In other words, the plot takes a back seat to visceral thrills, perhaps explaining the presence of a supermodel super-assassin who wields her machine guns wearing only lingerie and high heels, a chase between a Lamborghini Murciago and a Gulfstream jet, and a bravura fight sequence that has Martin wielding an empty fire hose to devastating effect.

The director achieved high production values with a relatively low budget. But Leterrier laments an unintentionally hilarious scene in which the Transporter’s Audi A8 launches through the air, spinning to dislodge a bomb set to detonate on its undercarriage.

“The effects look all right for 1986,” he said. “We only had $500,000 to do 300 post-production effects.”

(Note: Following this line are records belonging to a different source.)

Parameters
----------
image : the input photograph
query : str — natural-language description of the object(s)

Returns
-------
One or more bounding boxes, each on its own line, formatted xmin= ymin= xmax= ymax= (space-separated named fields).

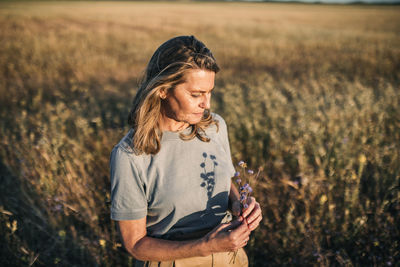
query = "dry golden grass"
xmin=0 ymin=1 xmax=399 ymax=266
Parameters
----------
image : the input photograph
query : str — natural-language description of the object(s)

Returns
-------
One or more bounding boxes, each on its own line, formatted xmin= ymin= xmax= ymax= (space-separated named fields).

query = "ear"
xmin=158 ymin=86 xmax=167 ymax=99
xmin=159 ymin=88 xmax=167 ymax=99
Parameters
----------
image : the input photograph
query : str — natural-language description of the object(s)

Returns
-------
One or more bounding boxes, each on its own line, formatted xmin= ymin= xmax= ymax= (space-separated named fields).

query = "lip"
xmin=194 ymin=112 xmax=204 ymax=116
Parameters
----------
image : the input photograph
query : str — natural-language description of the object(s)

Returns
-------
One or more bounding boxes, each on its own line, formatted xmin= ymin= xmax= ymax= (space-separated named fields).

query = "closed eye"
xmin=191 ymin=93 xmax=202 ymax=98
xmin=191 ymin=91 xmax=213 ymax=98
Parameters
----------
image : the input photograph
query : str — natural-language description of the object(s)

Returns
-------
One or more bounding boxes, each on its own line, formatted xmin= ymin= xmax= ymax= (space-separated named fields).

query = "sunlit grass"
xmin=0 ymin=1 xmax=399 ymax=266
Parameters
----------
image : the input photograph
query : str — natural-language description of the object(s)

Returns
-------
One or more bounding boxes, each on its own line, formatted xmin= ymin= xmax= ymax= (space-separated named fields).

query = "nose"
xmin=199 ymin=93 xmax=211 ymax=110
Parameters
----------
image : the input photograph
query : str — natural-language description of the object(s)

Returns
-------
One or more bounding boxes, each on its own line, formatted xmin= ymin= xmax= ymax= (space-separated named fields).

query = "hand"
xmin=242 ymin=197 xmax=262 ymax=231
xmin=203 ymin=218 xmax=250 ymax=253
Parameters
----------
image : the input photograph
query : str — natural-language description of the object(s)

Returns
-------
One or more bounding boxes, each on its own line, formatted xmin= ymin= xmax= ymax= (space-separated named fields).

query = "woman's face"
xmin=161 ymin=69 xmax=215 ymax=128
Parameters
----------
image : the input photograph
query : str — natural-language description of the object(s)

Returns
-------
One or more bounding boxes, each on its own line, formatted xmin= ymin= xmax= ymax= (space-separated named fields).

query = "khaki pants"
xmin=135 ymin=248 xmax=248 ymax=267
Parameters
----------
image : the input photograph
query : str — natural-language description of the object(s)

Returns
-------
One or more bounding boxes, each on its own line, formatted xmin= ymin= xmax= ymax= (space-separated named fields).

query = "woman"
xmin=110 ymin=36 xmax=262 ymax=266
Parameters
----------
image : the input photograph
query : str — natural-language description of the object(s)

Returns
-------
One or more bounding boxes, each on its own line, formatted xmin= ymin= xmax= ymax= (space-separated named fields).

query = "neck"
xmin=159 ymin=112 xmax=189 ymax=132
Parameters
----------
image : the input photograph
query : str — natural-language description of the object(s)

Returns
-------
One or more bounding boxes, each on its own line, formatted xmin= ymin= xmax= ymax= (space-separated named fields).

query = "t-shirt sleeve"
xmin=109 ymin=146 xmax=147 ymax=221
xmin=214 ymin=114 xmax=236 ymax=177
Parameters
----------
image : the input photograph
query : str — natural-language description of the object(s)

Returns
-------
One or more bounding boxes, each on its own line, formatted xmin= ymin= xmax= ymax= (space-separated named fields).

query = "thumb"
xmin=214 ymin=219 xmax=242 ymax=234
xmin=214 ymin=222 xmax=232 ymax=233
xmin=223 ymin=219 xmax=243 ymax=232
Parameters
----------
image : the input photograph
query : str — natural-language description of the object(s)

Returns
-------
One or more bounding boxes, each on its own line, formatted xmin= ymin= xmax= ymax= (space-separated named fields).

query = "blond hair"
xmin=128 ymin=36 xmax=220 ymax=155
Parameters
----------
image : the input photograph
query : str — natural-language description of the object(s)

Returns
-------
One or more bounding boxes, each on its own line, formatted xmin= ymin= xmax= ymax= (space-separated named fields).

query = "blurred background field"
xmin=0 ymin=1 xmax=399 ymax=266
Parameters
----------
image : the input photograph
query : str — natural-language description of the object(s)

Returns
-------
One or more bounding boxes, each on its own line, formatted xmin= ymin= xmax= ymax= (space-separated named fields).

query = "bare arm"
xmin=118 ymin=216 xmax=250 ymax=261
xmin=229 ymin=181 xmax=241 ymax=217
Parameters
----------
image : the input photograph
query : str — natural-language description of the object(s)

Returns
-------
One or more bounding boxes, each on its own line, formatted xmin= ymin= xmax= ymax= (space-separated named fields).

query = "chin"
xmin=179 ymin=113 xmax=204 ymax=125
xmin=186 ymin=119 xmax=200 ymax=125
xmin=186 ymin=117 xmax=202 ymax=125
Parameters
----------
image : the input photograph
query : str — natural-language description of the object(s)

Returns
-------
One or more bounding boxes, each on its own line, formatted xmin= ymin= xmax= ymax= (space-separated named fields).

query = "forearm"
xmin=229 ymin=182 xmax=240 ymax=210
xmin=126 ymin=235 xmax=211 ymax=261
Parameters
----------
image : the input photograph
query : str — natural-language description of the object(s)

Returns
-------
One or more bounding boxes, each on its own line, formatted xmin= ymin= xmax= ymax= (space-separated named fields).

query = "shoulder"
xmin=211 ymin=112 xmax=226 ymax=126
xmin=208 ymin=113 xmax=232 ymax=154
xmin=204 ymin=113 xmax=230 ymax=145
xmin=114 ymin=129 xmax=135 ymax=154
xmin=110 ymin=129 xmax=149 ymax=167
xmin=210 ymin=112 xmax=228 ymax=134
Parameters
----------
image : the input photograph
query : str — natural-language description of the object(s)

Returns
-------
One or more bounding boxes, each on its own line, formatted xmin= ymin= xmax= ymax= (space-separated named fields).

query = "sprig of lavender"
xmin=230 ymin=161 xmax=262 ymax=264
xmin=234 ymin=161 xmax=261 ymax=215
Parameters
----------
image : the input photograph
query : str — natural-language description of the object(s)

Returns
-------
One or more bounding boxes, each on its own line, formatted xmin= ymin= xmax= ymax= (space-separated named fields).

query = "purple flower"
xmin=54 ymin=204 xmax=62 ymax=212
xmin=243 ymin=203 xmax=249 ymax=209
xmin=243 ymin=183 xmax=250 ymax=189
xmin=235 ymin=178 xmax=242 ymax=184
xmin=247 ymin=169 xmax=254 ymax=175
xmin=238 ymin=161 xmax=245 ymax=167
xmin=234 ymin=171 xmax=240 ymax=177
xmin=240 ymin=195 xmax=246 ymax=201
xmin=248 ymin=187 xmax=253 ymax=193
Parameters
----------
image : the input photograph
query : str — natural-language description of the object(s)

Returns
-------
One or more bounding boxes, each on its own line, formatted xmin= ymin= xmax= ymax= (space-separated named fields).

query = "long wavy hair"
xmin=128 ymin=35 xmax=220 ymax=155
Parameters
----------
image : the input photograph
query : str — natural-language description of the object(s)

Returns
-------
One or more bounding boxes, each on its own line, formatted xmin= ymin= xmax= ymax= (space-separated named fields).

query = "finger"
xmin=245 ymin=203 xmax=261 ymax=225
xmin=231 ymin=220 xmax=250 ymax=236
xmin=237 ymin=223 xmax=251 ymax=240
xmin=248 ymin=215 xmax=262 ymax=231
xmin=247 ymin=215 xmax=261 ymax=228
xmin=238 ymin=236 xmax=250 ymax=249
xmin=237 ymin=228 xmax=251 ymax=242
xmin=231 ymin=228 xmax=250 ymax=251
xmin=242 ymin=197 xmax=256 ymax=218
xmin=239 ymin=220 xmax=251 ymax=233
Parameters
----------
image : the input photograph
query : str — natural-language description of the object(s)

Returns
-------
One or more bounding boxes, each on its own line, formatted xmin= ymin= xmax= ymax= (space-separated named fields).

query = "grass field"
xmin=0 ymin=1 xmax=399 ymax=266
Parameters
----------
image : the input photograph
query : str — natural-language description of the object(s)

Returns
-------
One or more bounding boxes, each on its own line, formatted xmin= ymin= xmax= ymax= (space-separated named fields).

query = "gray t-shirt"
xmin=110 ymin=113 xmax=235 ymax=239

The director, married and heterosexual, said the film’s gay subtext stood as a subtle challenge to its audience’s attitude toward homosexuality.

“Action fans in general are pretty homophobic,” he said. “You see these tough guys who say, ‘ “The Transporter,” that’s such a great movie!’ If they only knew they’re really cheering for a new kind of action hero.”

As evidence, he mentions a scene in which the drug czar’s wife, played by Amber Valetta, makes romantic overtures toward the Transporter. Martin rebuffs her, explaining, “It’s because of who I am.”

“That’s him coming out!” Leterrier exclaims.

Jason Statham, the actor who plays the Transporter, dismisses the director’s claims.

“It’s just Lou-Lou trying to be funny,” Statham said, using his private nickname for Leterrier. “Although he did say, ‘In Part 2, you will become the gay icon.’ ”

While Leterrier calls Besson “a beautiful human being who’s like a brother” and credits Besson for giving him his career, Leterrier plans to get a few mainstream American movies under his belt before collaborating with Besson again.

“I’ve done three action films but that’s the pivotal moment,” Leterrier said. “Do I want to make money or maintain my artistic integrity?

“I don’t want to be Luc’s henchman. I want to look for freedom.”